The museum was a few blocks’ walk from our hotel.  But Lincoln’s Tomb required a drive to Oak Ridge Cemetery.  Mary Todd Lincoln insisted on the site, at the top of a peaceful hill, for Lincoln’s burial.  The tomb took several years to build and had to be renovated several times – not least because of attempts to steal Lincoln’s corpse.  Rumors of theft became so pronounced that, when the President’s remains were permanently interred in 1901, his casket was opened once again just to be certain he was still there.  (He was, and his body had been so thoroughly embalmed his face was easily recognizable.)    

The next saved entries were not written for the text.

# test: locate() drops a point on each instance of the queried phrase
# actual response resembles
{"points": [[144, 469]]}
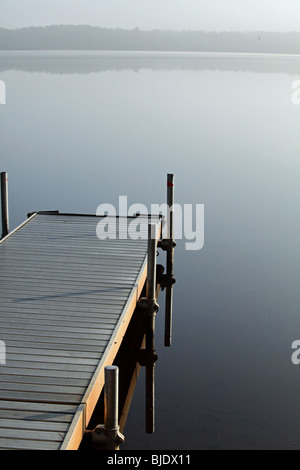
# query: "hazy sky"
{"points": [[208, 15]]}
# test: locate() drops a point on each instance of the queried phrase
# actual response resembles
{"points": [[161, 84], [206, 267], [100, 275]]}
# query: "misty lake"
{"points": [[81, 129]]}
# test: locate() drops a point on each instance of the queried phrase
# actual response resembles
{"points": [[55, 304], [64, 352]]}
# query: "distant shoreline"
{"points": [[123, 53], [91, 38]]}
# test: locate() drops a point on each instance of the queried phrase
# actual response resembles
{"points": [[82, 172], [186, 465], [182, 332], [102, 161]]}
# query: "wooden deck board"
{"points": [[66, 301]]}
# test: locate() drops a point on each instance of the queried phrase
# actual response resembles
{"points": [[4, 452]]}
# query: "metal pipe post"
{"points": [[170, 202], [151, 265], [4, 204], [169, 260]]}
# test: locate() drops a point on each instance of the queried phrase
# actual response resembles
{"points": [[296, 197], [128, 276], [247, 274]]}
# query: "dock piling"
{"points": [[108, 436], [4, 204]]}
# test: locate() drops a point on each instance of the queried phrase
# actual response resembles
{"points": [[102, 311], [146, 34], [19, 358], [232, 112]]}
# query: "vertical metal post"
{"points": [[150, 327], [111, 397], [108, 436], [151, 265], [169, 260], [4, 204]]}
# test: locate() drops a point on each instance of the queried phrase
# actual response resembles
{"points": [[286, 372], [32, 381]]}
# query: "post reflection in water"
{"points": [[138, 350]]}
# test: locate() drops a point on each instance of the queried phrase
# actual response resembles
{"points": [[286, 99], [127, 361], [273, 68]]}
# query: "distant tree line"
{"points": [[72, 37]]}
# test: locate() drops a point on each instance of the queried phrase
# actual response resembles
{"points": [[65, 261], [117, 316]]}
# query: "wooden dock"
{"points": [[66, 301]]}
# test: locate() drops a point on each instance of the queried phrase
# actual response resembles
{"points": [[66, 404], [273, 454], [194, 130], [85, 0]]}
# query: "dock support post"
{"points": [[150, 328], [149, 307], [170, 260], [108, 436], [4, 204], [168, 244]]}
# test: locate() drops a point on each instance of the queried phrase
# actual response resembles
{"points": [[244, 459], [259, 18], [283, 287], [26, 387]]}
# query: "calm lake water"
{"points": [[81, 129]]}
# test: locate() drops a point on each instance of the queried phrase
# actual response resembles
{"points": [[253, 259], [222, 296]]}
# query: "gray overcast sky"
{"points": [[206, 15]]}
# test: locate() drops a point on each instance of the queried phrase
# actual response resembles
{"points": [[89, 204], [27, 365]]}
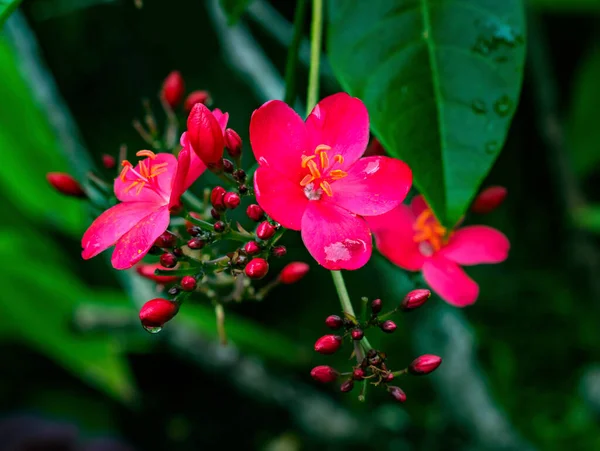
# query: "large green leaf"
{"points": [[441, 80]]}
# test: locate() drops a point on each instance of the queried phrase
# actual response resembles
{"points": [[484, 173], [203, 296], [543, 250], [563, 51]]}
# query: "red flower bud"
{"points": [[334, 322], [328, 344], [217, 197], [388, 326], [156, 312], [205, 135], [257, 268], [357, 334], [188, 283], [255, 213], [397, 393], [376, 306], [489, 199], [233, 142], [252, 247], [147, 271], [108, 161], [425, 364], [324, 374], [195, 97], [65, 184], [166, 240], [293, 272], [414, 299], [231, 200], [173, 89]]}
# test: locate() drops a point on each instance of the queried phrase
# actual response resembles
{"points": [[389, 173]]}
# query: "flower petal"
{"points": [[373, 186], [474, 245], [278, 139], [394, 237], [112, 225], [341, 122], [282, 199], [450, 281], [136, 243], [336, 238], [157, 189]]}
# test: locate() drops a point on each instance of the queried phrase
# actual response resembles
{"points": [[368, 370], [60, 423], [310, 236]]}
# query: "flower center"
{"points": [[429, 232], [321, 172], [148, 171]]}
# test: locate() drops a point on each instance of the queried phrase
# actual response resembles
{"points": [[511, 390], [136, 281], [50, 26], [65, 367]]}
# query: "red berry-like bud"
{"points": [[397, 393], [328, 344], [251, 248], [173, 89], [217, 198], [255, 213], [324, 374], [188, 283], [376, 306], [334, 322], [279, 251], [166, 240], [357, 334], [65, 184], [347, 386], [168, 260], [358, 374], [388, 326], [233, 142], [195, 97], [425, 364], [415, 299], [147, 271], [293, 272], [489, 199], [231, 200], [108, 161], [265, 230], [257, 268], [156, 312]]}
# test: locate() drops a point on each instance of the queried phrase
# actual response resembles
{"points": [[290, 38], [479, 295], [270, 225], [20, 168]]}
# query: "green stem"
{"points": [[316, 34], [291, 65]]}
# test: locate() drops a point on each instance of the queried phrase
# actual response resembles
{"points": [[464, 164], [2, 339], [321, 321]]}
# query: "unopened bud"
{"points": [[255, 213], [65, 184], [424, 364], [397, 393], [257, 268], [293, 272], [195, 97], [489, 199], [173, 89], [328, 344], [156, 312], [324, 374], [233, 142], [415, 299], [388, 326]]}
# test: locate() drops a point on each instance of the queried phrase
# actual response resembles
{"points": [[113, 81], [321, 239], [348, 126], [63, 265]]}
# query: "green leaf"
{"points": [[6, 8], [441, 80], [583, 132], [234, 9]]}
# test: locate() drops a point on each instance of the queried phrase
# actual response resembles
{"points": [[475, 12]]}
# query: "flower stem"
{"points": [[316, 34]]}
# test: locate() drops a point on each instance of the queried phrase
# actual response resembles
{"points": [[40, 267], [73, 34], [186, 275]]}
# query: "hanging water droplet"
{"points": [[503, 106], [479, 106], [152, 329]]}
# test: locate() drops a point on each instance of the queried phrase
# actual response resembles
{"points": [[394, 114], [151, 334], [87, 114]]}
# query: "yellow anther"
{"points": [[326, 188]]}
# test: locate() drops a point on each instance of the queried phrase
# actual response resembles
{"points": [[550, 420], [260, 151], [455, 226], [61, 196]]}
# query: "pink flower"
{"points": [[148, 193], [311, 177], [412, 238]]}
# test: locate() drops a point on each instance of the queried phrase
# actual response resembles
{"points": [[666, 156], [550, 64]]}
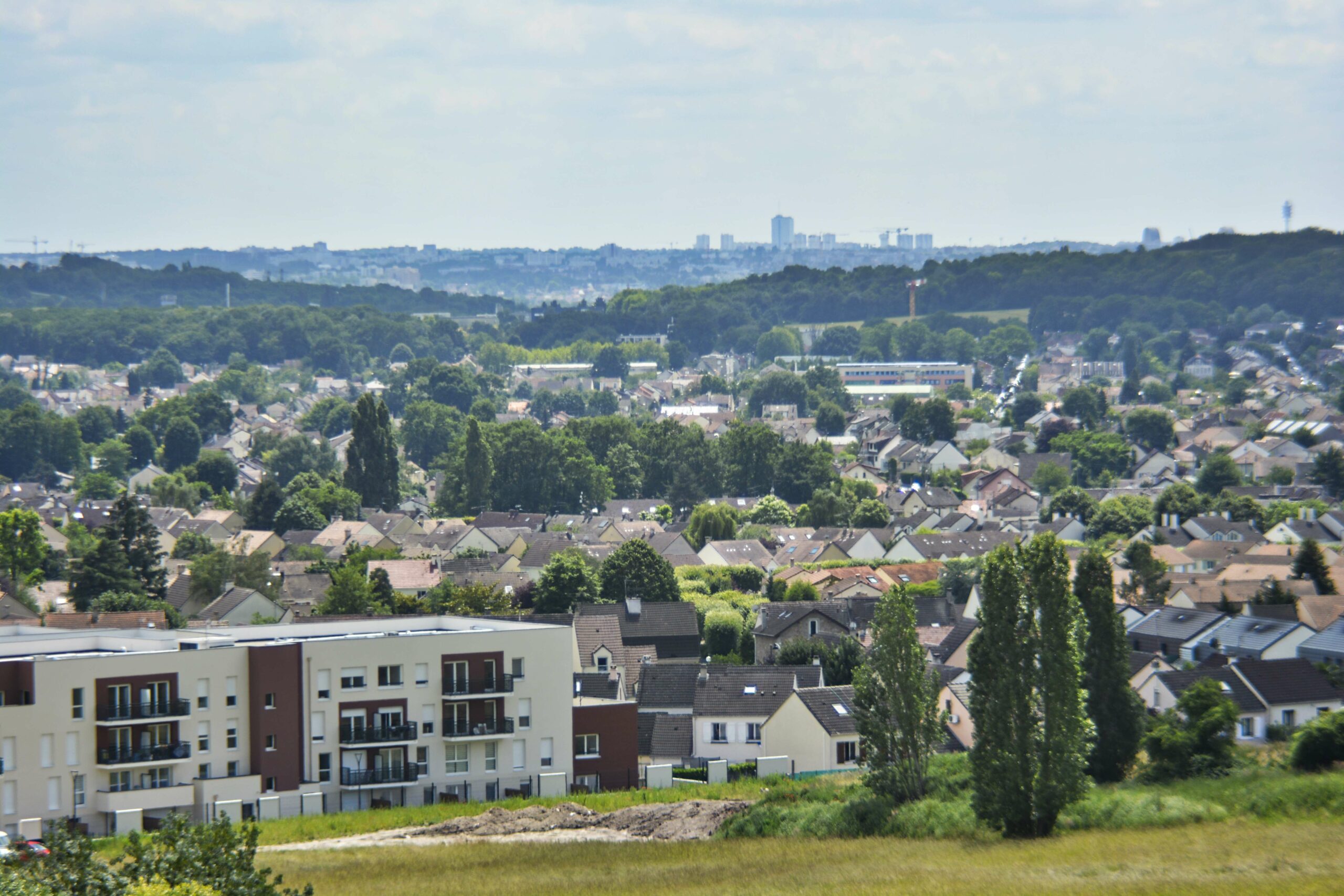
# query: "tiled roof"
{"points": [[750, 691], [1288, 680], [832, 707]]}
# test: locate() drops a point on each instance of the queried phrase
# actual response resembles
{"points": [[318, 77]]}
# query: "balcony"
{"points": [[405, 774], [147, 798], [178, 751], [155, 710], [463, 730], [378, 734], [483, 687]]}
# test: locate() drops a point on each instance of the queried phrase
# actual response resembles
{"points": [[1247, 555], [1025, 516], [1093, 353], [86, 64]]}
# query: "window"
{"points": [[455, 760], [353, 679]]}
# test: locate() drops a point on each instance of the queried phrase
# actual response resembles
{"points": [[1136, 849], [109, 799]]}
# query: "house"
{"points": [[1252, 638], [948, 546], [737, 553], [239, 606], [731, 703], [785, 621], [815, 729], [1168, 629]]}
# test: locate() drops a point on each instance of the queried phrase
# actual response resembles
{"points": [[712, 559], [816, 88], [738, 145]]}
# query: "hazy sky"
{"points": [[510, 123]]}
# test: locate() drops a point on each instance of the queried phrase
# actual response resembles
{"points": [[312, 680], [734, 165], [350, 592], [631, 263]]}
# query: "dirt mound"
{"points": [[690, 820]]}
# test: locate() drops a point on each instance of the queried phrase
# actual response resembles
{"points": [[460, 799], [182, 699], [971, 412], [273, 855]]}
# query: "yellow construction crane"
{"points": [[915, 285]]}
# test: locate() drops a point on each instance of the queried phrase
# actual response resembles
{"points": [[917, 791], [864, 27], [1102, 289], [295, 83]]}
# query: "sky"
{"points": [[135, 124]]}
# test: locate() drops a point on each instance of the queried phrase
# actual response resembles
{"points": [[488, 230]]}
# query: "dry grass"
{"points": [[1233, 858]]}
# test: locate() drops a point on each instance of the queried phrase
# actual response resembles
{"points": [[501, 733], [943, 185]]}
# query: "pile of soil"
{"points": [[689, 820]]}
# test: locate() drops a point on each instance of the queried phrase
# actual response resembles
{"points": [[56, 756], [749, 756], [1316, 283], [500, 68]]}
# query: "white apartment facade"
{"points": [[121, 727]]}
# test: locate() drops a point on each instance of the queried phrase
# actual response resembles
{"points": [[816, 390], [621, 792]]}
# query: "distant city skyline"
{"points": [[546, 124]]}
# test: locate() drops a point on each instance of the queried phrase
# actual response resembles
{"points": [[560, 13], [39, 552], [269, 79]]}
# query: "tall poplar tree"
{"points": [[896, 696], [1026, 696], [478, 469], [371, 464], [1115, 708]]}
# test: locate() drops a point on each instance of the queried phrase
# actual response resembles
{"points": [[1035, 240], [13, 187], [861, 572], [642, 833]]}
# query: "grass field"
{"points": [[1230, 858]]}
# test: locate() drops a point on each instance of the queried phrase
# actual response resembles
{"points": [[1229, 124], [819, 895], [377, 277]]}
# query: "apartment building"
{"points": [[121, 727], [940, 374]]}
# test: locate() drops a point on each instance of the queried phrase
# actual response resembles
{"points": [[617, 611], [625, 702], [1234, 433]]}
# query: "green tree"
{"points": [[182, 444], [23, 549], [870, 513], [1050, 477], [711, 523], [1217, 473], [1150, 428], [478, 471], [636, 570], [611, 363], [1195, 738], [142, 444], [802, 590], [896, 696], [1031, 730], [371, 464], [830, 419], [623, 465], [566, 581], [1115, 708], [1328, 472], [1308, 563], [299, 513], [349, 594]]}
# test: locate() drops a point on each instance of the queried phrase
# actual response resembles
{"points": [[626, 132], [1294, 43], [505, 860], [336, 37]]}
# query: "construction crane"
{"points": [[34, 242], [915, 285]]}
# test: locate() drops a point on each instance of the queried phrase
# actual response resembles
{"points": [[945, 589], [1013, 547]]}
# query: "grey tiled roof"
{"points": [[826, 705]]}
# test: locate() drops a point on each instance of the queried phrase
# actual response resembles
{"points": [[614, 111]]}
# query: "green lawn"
{"points": [[1217, 859]]}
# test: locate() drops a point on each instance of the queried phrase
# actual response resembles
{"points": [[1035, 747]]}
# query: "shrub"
{"points": [[1319, 743]]}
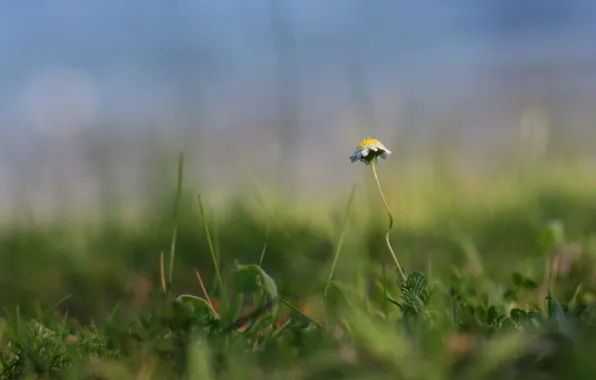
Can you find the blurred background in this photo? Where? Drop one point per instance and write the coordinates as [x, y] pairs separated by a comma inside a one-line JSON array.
[[280, 91], [476, 99]]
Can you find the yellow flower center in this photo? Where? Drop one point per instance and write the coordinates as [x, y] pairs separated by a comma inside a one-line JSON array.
[[368, 142]]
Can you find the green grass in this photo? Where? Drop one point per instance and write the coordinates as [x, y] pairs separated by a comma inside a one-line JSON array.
[[500, 284]]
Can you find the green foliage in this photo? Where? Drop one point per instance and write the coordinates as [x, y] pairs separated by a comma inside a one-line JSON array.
[[478, 301]]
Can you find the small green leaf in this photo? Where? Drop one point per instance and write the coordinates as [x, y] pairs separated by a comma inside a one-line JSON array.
[[528, 283], [480, 312], [510, 295], [200, 305], [245, 280], [492, 315], [518, 315]]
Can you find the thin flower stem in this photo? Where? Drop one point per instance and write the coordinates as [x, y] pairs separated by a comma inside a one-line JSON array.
[[374, 170]]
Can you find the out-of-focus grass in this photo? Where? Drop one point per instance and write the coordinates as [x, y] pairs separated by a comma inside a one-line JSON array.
[[466, 236]]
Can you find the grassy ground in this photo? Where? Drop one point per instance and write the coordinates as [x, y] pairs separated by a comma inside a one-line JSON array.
[[500, 284]]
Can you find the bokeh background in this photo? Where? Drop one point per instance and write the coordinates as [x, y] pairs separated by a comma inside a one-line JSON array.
[[484, 103]]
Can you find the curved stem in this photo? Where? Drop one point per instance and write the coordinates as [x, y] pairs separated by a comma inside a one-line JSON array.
[[401, 272]]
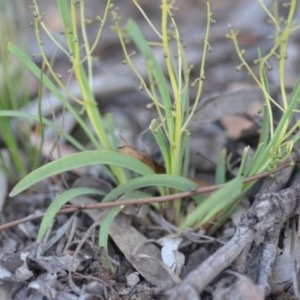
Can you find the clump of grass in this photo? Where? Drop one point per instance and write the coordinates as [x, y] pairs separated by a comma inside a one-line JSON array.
[[14, 94], [170, 95]]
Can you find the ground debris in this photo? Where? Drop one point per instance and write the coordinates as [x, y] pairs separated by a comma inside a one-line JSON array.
[[262, 222]]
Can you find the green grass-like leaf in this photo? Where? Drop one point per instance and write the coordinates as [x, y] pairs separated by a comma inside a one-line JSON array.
[[57, 204], [156, 180], [77, 160], [214, 204]]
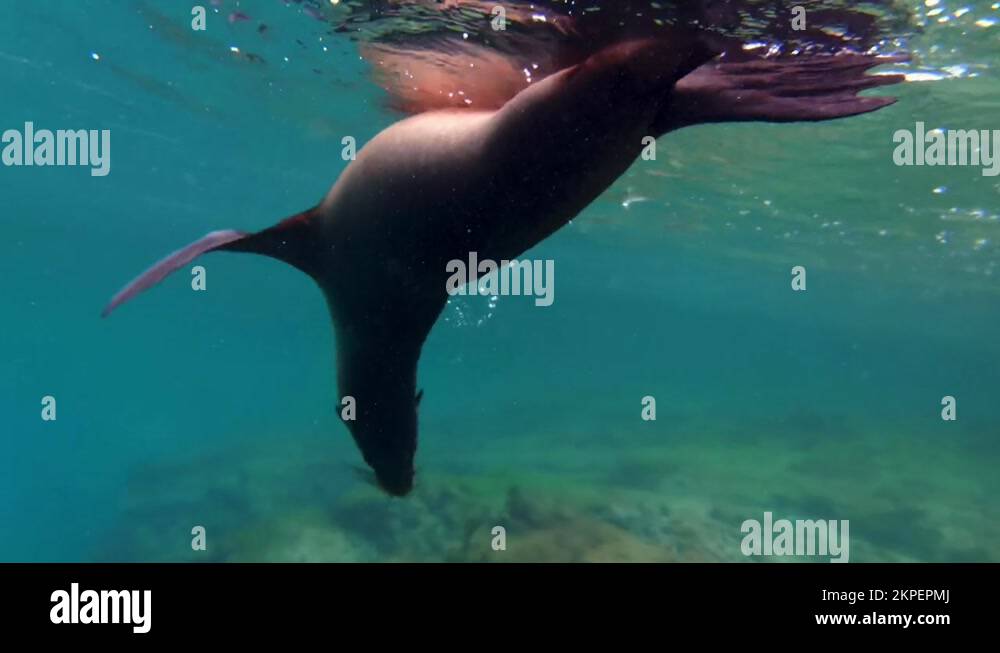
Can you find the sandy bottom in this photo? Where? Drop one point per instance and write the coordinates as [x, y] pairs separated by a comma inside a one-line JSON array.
[[605, 497]]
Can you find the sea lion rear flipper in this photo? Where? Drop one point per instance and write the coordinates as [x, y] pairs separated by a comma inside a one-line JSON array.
[[273, 242], [787, 89]]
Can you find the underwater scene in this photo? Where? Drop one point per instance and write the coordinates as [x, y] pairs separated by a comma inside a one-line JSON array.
[[777, 317]]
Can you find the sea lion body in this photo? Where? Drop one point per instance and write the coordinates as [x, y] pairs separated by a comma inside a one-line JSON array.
[[434, 187]]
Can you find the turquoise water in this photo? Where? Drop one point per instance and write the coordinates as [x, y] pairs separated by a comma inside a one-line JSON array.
[[218, 408]]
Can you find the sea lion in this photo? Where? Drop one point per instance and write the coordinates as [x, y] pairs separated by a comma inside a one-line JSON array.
[[436, 186]]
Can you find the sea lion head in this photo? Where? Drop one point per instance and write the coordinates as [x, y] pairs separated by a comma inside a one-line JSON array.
[[386, 436]]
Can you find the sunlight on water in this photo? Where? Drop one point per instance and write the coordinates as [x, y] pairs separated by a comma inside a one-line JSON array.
[[220, 409]]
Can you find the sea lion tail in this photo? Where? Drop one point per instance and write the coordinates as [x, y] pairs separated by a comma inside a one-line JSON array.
[[804, 88], [278, 242]]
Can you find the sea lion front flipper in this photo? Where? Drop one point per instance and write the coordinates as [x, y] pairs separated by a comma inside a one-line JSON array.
[[273, 242]]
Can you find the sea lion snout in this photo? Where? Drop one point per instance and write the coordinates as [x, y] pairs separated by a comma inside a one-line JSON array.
[[393, 469], [397, 482], [387, 441]]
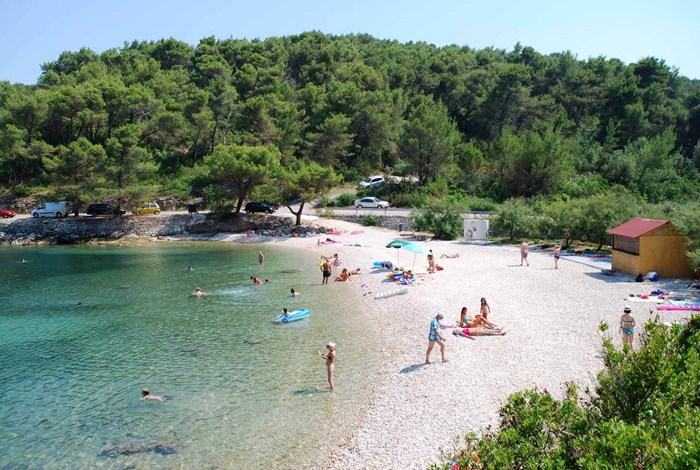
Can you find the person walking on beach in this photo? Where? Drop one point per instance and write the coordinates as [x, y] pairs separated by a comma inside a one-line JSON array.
[[330, 363], [326, 269], [557, 255], [627, 324], [436, 336], [523, 253]]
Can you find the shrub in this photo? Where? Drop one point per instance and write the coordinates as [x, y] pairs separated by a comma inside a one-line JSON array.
[[442, 217], [644, 413], [514, 219]]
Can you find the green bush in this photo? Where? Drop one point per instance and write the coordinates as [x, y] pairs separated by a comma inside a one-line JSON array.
[[514, 220], [442, 217], [644, 413]]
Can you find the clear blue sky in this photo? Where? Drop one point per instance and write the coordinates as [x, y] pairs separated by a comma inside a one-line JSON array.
[[33, 32]]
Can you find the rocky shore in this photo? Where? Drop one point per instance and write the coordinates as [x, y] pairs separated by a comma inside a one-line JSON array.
[[76, 230]]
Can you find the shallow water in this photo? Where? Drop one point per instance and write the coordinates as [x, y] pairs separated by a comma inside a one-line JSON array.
[[83, 329]]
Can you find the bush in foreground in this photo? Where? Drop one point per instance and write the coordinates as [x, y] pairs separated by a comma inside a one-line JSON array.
[[645, 413]]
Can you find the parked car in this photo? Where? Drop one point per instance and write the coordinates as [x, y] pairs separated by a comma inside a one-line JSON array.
[[371, 202], [51, 209], [104, 209], [372, 182], [6, 213], [148, 208], [260, 206]]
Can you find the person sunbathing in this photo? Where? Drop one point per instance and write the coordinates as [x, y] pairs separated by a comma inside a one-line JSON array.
[[478, 321], [480, 331]]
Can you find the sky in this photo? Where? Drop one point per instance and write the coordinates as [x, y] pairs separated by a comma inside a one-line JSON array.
[[34, 32]]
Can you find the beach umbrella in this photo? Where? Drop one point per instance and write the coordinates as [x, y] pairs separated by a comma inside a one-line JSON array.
[[398, 244]]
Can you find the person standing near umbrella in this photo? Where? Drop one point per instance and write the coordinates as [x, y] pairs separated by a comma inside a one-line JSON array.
[[431, 262], [436, 336]]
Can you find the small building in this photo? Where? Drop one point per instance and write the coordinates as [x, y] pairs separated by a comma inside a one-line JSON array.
[[476, 229], [648, 245]]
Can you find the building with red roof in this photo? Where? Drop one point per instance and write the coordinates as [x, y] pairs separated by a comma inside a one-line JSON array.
[[650, 245]]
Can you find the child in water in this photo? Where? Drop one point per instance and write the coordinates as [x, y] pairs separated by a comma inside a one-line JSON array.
[[330, 359]]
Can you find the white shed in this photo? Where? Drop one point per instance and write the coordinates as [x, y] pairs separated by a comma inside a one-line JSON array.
[[476, 229]]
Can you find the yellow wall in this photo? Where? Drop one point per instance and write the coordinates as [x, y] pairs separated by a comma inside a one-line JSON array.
[[625, 262], [665, 254]]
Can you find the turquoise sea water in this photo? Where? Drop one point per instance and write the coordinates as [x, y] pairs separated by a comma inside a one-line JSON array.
[[83, 329]]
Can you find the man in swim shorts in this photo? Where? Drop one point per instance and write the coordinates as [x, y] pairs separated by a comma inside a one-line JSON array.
[[627, 324], [523, 253], [436, 336]]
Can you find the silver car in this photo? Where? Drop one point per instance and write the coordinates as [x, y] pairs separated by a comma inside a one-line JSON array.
[[370, 202]]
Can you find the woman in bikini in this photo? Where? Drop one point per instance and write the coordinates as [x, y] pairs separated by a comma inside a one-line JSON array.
[[627, 324], [475, 323]]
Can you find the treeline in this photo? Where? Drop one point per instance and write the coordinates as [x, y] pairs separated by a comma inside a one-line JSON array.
[[168, 118]]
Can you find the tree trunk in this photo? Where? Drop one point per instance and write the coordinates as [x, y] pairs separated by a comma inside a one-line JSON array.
[[298, 213]]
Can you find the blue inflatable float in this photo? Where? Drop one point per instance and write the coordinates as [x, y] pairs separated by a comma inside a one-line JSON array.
[[293, 315]]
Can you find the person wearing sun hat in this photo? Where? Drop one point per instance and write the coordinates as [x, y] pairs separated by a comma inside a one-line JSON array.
[[627, 324]]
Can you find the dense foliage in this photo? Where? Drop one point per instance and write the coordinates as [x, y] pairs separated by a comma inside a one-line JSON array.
[[645, 413], [159, 117]]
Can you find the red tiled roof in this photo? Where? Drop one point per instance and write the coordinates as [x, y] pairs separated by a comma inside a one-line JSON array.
[[637, 227]]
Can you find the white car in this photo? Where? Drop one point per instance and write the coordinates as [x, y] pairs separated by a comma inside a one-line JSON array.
[[372, 182], [371, 202]]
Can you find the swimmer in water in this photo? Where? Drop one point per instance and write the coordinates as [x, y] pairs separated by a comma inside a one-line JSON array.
[[146, 395]]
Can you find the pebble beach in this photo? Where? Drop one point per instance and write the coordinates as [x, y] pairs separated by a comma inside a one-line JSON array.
[[420, 411]]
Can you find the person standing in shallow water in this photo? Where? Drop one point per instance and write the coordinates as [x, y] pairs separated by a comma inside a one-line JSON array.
[[330, 363]]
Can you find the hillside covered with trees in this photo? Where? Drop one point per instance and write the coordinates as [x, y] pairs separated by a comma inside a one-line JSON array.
[[286, 118]]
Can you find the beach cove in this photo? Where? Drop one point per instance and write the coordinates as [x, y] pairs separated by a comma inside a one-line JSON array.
[[412, 412]]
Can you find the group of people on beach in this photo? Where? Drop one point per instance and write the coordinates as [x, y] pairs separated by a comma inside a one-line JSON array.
[[467, 327]]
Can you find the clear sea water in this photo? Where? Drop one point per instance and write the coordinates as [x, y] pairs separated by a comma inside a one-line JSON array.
[[84, 329]]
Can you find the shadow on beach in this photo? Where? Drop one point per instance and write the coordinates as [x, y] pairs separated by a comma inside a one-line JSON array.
[[412, 368]]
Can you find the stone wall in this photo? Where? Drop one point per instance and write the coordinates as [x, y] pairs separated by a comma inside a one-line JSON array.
[[73, 230]]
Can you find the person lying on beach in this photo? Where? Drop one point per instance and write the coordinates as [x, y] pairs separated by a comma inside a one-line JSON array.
[[480, 331], [478, 321], [146, 395], [335, 260]]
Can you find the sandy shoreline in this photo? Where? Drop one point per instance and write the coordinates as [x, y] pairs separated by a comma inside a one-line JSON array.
[[418, 411]]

While waiting for our tour guide, we saw a family of yokels carrying on like idiots while the father read parts of the Gettysburg Address in a mocking tone.  The accent was Southern and no doubt they were resentful descendants of Confederates.  Why they would visit Lincoln’s Tomb only to disrespect it is beyond rational thought. 

It was now afternoon, and since we had time to spare, drove south of Springfield taking in sites near the old Route 66.  Truth be told, there was not much to see beyond farmland, some run-down shopping strips, and the White Oaks Mall.  There was also a drive-in theatre, which was not open Sunday. 

Labor Day was the drive home during which we were delayed by a deluge of rain north of Columbus.  It was a trying drive but we were glad to be home.